Immunovant stakes claim for FcRn niche, posting midphase Graves’ data and plotting next steps

Immunovant stakes claim for FcRn niche, posting midphase Graves’ data and plotting next steps

Immunovant has advanced its mission to claim an unoccupied area of the competitive anti-FcRn space, reporting phase 2 data that support its attempt to be the first to market in Graves’ disease.

The potential for FcRn inhibition to improve outcomes across a laundry list of autoimmune diseases that are driven by IgG autoantibodies has attracted argenx, Johnson & Johnson and UCB. As those companies have worked to carve up the market, Immunovant, a biotech in the Roivant stable, has identified Graves’ as an indication it may be able to call its own, at least for a while.

Immunovant posted phase 2 data in the indication after the market closed Wednesday. In the 24-week, open-label trial, the response rate in the initial cohort of recipients of batoclimab “meaningfully exceeded 50%.” The biotech called the rate of normalization of T3 and T4 hormone levels “encouraging” because patients are unlikely to spontaneously improve.
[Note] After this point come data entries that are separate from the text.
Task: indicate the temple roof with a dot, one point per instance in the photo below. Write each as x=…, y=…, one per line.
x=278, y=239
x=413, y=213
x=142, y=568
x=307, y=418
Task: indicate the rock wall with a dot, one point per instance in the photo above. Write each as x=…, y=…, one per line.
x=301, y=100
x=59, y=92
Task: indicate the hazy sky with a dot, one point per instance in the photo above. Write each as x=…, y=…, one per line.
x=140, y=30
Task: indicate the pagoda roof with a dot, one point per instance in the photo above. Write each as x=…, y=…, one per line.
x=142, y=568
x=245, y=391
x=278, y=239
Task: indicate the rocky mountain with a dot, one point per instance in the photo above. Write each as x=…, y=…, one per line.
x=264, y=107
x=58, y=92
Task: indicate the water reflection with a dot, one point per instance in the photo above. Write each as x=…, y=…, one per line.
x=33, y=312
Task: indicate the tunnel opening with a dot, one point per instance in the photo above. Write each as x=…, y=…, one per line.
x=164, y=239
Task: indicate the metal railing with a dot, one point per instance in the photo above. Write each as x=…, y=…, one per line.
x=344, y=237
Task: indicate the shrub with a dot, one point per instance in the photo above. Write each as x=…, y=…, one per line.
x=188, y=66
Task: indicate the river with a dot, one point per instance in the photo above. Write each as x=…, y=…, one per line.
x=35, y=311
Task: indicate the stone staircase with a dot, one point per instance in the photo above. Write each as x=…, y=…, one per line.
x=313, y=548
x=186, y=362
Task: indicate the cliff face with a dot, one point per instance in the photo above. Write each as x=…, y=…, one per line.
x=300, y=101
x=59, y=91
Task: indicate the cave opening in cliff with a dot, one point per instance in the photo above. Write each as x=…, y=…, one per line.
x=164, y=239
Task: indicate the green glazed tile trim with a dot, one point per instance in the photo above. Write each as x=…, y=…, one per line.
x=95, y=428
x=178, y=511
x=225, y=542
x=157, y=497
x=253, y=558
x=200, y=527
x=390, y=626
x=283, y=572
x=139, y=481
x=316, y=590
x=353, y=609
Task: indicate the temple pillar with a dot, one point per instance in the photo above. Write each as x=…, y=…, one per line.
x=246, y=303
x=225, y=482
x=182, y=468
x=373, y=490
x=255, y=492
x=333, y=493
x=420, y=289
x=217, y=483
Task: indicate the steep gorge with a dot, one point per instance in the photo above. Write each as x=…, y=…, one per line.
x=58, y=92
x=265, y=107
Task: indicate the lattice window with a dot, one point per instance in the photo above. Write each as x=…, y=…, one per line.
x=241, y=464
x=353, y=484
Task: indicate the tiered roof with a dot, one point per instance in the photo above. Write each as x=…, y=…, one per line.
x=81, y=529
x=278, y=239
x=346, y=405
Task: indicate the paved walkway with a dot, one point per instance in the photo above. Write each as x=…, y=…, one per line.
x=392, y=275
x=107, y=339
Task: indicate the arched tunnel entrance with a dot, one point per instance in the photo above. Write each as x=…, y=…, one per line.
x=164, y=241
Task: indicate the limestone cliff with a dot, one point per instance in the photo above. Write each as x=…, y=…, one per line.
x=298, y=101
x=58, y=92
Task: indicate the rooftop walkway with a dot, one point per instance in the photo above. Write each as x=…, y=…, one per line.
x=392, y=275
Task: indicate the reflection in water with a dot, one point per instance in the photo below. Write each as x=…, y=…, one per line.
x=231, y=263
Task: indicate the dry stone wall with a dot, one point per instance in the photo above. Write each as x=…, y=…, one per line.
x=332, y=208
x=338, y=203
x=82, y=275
The ongoing study is enrolling people who are hyperthyroid, a state caused by Graves’, despite treatment with an antithyroid medication for more than 12 weeks. Participants are receiving 680 mg of batoclimab subcutaneously once a week for 12 weeks, followed by 340 mg of the same molecule subcutaneously once a week for another 12 weeks.

Immunovant linked the higher dose to a mean IgG reduction of 81% after 12 weeks of treatment, a result it called best in class. The reduction was smaller on the lower dose, and the biotech saw a similar dose response in the data on changes in anti-TSHR autoantibodies. Improvements in a range of clinical outcomes were numerically higher on the 680mg dose too.

While talking up the data on batoclimab, Immunovant CEO Pete Salzmann, M.D., said the biotech intends to focus “future development in Graves’ on IMVT-1402, with plans expected to be announced later in 2024.”

IMVT-1402 is another anti-FcRn drug candidate that is designed to match batoclimab’s effect on IgG antibodies while avoiding its impact on albumin and LDL cholesterol. Early evidence that the molecule meets that brief sent Immunovant’s stock skyward earlier this year and led the biotech to start working to initiate a broad set of pivotal trials in 2024.

Shares in Immunovant climbed 11% to $40.33 in premarket trading from a Wednesday closing price of $36.18.